A word of warning pertains to the above strategies. Patients with cardiac valves often have chamber enlargement and cardiac rotation which can displace the positions of the valves as well as create difficulty when drawing lines through the cardiac silhouette. These rules are meant as a guideline to better localize cardiac valves although they do not always work.
If we apply these rules to a chest radiograph in a patient with known aortic and mitral prosthetic valves:
The aortic valve is usually superior to the mitral valve as depicted in this chest radiograph as a second example.
Sometimes the aortic valve may be low lying which makes localization of the valve difficult, especially on the frontal radiograph. A low lying aortic valve can appear projecting over the expected location of the mitral valve on the frontal projection.
One additional pearl in determining the location of cardiac valves includes localizing the direction of flow. Some bioprosthetic valves have components that determine the direction of flow which helps localize the valve prosthesis. If the direction of flow is from inferior to superior and then an aortic valve is likely. If the direction of flow is from superior to inferior in the left chest then the valve is likely a mitral valve.
Sometimes there are cardiac prosthetic valves which are partial ring shaped. Caution must be taken if there is consideration of a partially broken ring as recognition of partial annuloplasty rings needs to be considered.

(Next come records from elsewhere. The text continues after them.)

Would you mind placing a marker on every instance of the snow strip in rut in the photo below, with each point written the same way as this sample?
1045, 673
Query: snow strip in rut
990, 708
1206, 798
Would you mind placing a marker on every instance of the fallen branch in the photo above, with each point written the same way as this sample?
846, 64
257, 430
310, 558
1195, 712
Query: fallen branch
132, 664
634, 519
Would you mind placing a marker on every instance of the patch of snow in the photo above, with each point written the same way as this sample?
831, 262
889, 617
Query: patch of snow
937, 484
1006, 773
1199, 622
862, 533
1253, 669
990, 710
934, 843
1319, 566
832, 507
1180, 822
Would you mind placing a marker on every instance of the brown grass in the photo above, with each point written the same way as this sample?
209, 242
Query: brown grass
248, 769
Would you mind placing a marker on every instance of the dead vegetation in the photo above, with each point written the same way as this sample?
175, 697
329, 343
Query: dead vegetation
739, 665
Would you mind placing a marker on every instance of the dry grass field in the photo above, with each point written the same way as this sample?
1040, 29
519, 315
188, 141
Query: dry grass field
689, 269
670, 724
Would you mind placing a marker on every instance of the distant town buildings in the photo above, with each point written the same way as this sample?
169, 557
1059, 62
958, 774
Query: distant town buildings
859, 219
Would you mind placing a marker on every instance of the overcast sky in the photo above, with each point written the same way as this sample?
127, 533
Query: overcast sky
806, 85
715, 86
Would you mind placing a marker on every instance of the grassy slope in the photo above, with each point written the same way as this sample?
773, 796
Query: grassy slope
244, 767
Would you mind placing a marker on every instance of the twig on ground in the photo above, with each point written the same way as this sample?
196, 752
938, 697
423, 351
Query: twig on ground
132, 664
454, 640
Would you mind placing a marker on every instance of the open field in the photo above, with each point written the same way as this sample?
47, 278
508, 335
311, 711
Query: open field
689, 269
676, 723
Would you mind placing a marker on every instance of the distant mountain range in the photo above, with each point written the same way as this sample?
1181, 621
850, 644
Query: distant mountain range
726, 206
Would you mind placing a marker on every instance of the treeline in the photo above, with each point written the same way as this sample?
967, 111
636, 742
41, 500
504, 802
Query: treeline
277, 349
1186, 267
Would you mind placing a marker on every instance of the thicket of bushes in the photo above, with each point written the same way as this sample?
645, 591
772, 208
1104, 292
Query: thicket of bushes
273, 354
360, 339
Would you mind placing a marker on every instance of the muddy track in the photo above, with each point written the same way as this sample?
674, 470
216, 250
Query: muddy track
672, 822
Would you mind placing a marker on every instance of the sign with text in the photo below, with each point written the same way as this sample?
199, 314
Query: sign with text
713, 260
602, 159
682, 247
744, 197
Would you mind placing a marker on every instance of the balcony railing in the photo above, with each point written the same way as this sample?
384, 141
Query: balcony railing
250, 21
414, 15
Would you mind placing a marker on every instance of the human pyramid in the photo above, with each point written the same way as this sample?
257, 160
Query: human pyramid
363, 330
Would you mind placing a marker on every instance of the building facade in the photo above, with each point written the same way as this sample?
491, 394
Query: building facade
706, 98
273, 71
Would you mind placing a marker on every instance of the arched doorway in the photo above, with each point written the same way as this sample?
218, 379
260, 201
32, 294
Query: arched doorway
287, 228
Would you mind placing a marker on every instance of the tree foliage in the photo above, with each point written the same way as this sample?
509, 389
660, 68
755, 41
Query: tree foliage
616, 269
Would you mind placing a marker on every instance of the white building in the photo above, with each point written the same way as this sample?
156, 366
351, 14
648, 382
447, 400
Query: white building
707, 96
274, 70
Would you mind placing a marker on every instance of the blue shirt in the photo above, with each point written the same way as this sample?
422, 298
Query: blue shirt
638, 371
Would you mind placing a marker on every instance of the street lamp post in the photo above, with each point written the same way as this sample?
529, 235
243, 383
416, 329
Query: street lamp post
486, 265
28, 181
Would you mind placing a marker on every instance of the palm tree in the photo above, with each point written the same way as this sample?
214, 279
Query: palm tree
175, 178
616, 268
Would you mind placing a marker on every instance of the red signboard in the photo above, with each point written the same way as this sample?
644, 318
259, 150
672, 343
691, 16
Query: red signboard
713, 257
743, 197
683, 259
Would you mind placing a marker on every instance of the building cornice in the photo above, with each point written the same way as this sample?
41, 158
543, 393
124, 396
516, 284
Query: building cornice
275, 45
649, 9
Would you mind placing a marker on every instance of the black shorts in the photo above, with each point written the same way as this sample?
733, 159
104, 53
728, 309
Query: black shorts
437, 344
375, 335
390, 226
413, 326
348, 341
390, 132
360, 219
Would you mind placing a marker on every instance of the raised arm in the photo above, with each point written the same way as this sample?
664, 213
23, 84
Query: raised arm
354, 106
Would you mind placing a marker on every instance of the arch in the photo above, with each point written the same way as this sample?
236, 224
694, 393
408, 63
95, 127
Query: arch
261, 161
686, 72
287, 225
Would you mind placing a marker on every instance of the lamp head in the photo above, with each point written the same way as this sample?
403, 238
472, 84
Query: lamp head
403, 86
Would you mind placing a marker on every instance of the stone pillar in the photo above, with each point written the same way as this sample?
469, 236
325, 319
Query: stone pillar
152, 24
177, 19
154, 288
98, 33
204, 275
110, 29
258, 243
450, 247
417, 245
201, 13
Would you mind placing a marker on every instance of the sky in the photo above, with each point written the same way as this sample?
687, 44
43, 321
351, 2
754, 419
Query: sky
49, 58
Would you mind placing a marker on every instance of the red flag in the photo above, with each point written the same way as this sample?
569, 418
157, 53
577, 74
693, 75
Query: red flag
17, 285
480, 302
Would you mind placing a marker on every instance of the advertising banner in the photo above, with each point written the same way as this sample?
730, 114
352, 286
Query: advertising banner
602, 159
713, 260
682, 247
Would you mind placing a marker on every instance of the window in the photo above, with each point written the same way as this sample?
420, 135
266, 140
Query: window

Partial annuloplasty rings show up as a partial metallic ring-like density. These rings are used to buttress the leaflets of a regurgitant valve. Ideally, when repairing a valve, it is favourable to use as little foreign material as possible. Hence, partial annuloplasty rings were developed in order to minimize the amount of foreign material while being able to remedy a regurgitant valve. A partial annuloplasty ring of the mitral and aortic valves are seen below:
An adjunctive strategy involves the incidence of valve replacement. Mitral valve replacement is the commonest valve to be replaced followed by the aortic valve and then the tricuspid valve. The pulmonic valve is the least common valve to be replaced. Hence, if unsure regarding the type of valve but the valve is above the diagonal line drawn from the carina to the cardiac apex on the lateral chest radiograph then the valve is likely either an aortic valve or a pulmonic valve. Since the aortic valve is much more frequently replaced than the pulmonic valve, the valve in question is likely an aortic valve.
Despite these strategies it can still be difficult to characterize the type of cardiac valve. If there is no clinical information to help one can simply dictate "valvular prosthesis" to indicate that there is a cardiac valve present but the type of valve is uncertain with the limited information provided.